Every so often, a phrase comes along and somewhat metaphorically takes on a well defined meaning beyond the suggestion of the actual words involved. The cliche has become a prominent function of communication and I guarantee you’ll hear one uttered in the next day or so if not in the next hour. What’s hysterical to me at present, is the occasion when one utters a cliche but actually means it in the literal sense. The irony just kills me on more than one level hence the term ‘meta-humor’.
Regretfully, I can only offer one example at present and it is quite an infantile one but I’m certain that many more exist and that they will surface if you wish to notice. Again, to read about this is not funny but to experience it is…I think. I was explaining something to my friends tonight and, wishing to convey his girlfriend’s approval of my opinion, this guy said ‘That’s what she said’. Yes. It warranted audible laughter (aka LOL). Childish as it is, that phrase has succeeded in causing laughter on many occasions. It speaks silently of a reference to something else and that surprising, sudden re-routing of thought makes us laugh. That, I think is the true stuff of humor. The irony is, that the whole thing has come full circle. The connotation of that phrase has become so accepted (in this discrete culture of mine) that to hear those four words spoken in earnest just cracks me up.
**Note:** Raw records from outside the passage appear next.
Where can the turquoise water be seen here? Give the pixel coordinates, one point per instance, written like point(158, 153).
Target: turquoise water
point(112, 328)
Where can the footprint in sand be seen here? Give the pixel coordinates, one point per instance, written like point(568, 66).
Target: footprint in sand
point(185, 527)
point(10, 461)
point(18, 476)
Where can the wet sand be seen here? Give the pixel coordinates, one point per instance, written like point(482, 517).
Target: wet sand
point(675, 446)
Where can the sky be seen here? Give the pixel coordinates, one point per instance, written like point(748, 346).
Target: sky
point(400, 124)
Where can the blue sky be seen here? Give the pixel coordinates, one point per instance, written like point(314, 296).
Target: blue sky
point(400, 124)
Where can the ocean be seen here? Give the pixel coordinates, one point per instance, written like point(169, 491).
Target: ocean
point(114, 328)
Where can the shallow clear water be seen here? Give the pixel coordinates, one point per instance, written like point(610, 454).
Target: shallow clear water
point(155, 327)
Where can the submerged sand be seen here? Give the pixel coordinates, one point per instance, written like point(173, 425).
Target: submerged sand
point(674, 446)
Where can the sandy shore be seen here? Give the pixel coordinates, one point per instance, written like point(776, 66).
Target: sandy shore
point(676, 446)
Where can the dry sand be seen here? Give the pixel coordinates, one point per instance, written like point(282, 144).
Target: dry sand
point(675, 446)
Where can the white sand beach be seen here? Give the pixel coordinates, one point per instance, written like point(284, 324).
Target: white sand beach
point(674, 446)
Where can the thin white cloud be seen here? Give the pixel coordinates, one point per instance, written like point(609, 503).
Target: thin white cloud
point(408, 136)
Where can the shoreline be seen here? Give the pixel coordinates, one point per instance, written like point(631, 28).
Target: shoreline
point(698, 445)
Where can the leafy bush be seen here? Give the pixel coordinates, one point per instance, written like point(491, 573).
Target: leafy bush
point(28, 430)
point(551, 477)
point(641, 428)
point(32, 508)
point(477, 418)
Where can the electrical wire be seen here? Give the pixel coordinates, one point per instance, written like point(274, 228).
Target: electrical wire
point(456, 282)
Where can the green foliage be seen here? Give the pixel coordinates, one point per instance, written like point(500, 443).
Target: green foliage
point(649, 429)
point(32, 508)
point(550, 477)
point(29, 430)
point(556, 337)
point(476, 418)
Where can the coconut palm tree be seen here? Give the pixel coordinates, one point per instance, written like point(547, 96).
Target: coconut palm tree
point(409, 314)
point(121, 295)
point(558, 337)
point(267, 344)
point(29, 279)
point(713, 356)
Humor is a delightful accident is my point. It comes about when our mind is forced to crash and laughter is it’s spontaneous result. It is pre-existent in the languages, cultures and situations that arise and does not exist apart from them. Today we have at our disposal a whole new encyclopedia of phrases that have taken on a life of their own. As each is just a combination of words, they’re bound to be uttered literally at some time and, when I’m fortunate enough to witness this, I burst into laughter, uncontrollably. Let me know if you have had this experience too.